2020-08-24 BioData Catalyst Ecosystem Release Notes

Introduction

The 2020-08-24 release marks the second release for the NHLBI BioData Catalyst ecosystem. This release includes several new features along with documentation and tutorials (e.g. genome-wide association studies) to help new users get started on the system. This release also includes enhanced support for machine learning in the workspace environments and support for GA4GH industry standard in Dockstore for workflows. Please find more detail on the new features and user support materials in the sections below.

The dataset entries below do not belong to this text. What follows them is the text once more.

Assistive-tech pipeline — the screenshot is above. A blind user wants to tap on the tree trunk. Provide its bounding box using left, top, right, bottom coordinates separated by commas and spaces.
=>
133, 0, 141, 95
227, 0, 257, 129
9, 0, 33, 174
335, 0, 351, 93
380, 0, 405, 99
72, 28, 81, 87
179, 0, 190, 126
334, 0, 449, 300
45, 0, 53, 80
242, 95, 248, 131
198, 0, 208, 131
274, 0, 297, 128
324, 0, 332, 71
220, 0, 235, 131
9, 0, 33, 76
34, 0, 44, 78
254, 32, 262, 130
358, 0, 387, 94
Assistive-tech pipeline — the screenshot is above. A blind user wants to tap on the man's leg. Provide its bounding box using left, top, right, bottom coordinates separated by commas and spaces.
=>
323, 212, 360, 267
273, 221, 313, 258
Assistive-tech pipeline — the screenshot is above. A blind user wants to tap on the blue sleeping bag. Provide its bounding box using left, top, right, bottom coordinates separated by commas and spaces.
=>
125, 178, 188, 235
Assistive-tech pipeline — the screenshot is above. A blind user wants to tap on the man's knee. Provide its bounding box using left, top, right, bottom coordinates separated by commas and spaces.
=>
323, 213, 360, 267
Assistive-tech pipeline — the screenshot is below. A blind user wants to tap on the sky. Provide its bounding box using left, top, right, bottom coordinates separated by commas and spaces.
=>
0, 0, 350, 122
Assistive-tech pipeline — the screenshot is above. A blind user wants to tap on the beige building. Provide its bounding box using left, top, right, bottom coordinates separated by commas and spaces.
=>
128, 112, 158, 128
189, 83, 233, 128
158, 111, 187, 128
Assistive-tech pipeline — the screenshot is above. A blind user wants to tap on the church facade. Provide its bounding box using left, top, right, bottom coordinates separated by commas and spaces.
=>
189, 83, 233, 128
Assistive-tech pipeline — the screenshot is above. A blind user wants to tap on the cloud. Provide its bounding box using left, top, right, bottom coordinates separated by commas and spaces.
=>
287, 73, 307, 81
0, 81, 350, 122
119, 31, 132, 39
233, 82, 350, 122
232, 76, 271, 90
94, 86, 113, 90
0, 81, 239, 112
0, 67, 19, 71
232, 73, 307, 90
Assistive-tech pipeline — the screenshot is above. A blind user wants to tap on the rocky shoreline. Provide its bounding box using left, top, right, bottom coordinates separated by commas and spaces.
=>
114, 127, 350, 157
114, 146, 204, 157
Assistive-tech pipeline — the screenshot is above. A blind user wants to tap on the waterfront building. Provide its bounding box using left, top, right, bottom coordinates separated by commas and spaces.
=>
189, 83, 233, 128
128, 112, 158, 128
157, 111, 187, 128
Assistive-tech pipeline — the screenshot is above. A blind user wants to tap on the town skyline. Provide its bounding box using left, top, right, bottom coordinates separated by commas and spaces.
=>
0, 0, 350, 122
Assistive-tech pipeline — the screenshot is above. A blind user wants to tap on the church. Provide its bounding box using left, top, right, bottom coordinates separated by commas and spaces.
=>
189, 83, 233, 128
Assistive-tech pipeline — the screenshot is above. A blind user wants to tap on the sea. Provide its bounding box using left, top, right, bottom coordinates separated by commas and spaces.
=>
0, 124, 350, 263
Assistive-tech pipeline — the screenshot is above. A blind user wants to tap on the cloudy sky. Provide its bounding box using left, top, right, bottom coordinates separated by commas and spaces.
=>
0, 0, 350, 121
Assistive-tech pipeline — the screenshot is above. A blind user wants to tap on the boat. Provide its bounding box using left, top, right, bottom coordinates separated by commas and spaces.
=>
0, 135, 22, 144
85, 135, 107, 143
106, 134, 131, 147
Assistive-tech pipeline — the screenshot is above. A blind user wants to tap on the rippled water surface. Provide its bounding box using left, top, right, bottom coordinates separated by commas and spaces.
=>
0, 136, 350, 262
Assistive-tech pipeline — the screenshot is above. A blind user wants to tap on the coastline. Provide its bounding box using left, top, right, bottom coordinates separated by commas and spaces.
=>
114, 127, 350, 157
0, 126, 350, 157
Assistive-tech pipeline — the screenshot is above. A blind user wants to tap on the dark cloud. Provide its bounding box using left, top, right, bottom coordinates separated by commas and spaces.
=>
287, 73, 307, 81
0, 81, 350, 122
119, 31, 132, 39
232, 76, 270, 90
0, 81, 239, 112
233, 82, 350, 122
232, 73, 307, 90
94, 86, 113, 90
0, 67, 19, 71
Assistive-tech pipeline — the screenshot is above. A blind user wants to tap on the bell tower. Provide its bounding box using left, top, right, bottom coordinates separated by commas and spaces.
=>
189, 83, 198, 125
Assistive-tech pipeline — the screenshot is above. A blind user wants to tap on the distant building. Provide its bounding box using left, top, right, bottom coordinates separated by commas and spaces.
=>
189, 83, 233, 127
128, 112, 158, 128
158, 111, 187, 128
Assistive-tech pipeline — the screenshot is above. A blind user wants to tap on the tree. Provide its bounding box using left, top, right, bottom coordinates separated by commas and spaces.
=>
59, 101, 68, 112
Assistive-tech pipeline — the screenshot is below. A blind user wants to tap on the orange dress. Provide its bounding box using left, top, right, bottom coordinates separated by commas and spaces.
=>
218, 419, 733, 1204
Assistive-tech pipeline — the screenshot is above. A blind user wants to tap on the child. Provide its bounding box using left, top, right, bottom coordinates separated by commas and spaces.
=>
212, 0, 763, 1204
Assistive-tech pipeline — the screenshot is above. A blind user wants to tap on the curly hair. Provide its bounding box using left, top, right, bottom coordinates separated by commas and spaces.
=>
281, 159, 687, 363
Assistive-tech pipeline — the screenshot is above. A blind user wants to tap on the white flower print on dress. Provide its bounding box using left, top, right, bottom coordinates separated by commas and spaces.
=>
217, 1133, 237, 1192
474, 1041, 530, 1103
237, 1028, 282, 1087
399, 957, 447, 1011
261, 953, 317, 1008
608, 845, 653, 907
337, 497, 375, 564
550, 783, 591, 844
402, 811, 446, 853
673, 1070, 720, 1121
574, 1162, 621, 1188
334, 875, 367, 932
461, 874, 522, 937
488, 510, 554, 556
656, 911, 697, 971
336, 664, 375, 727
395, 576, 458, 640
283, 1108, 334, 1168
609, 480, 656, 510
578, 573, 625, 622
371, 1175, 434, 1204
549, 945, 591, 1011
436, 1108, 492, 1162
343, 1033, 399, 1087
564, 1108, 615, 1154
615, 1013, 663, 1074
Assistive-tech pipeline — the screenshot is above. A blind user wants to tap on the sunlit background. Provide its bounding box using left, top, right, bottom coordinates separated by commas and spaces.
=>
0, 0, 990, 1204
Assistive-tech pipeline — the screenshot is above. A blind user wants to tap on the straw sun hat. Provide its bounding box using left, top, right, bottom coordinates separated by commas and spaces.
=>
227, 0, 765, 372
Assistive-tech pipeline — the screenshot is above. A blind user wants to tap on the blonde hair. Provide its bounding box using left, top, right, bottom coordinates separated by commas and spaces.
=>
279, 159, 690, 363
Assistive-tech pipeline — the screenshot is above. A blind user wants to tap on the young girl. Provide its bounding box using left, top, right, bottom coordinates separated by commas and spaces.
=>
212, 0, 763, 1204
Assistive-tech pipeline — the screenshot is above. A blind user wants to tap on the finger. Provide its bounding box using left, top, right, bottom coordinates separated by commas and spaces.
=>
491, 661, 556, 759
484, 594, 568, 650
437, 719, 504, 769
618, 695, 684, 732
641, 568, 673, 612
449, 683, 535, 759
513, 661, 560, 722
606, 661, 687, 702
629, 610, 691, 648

The 2020-08-24 data release includes the addition of TOPMed Freeze 8 data for a subset of studies on BioData Catalyst. Freeze8 multi-sample VCFs are available for 29 studies, of which 10 studies are new to the ecosystem. For each study and consent group, VCF files are available on a per chromosome basis and in an un-tarred format, in contrast to the Freeze5 multi-sample VCFs which are hosted as tar bundles. For the 10 studies new to BioData Catalyst, CRAM files and unharmonized clinical files are also available for access. The data release further includes updates of many studies to the latest versions that are available on dbGaP. The next data release will include Freeze8 multi-sample VCFs for additional TOPMed studies in addition to unharmonized clinical data and CRAM files for studies that are not yet hosted on the system. Please refer to the Data Release section below for more information as well as the Data page on the BioData Catalyst website.

Significant new features

  • GENESIS tutorial and public project: Seven Bridges has made a public project available that introduces users to the GENESIS R package and related R packages (SeqArray, SeqVarTools, and SNPRelate) used in mixed model association testing in sequence data. The examples in the project help users understand the code that is used in the GENESIS public apps (available on GitHub), prepare data for input to those apps, and interact with the results. The “GENESIS Tutorial” public project can be found in the list of Seven Bridges public projects on the top navigation bar of the platform.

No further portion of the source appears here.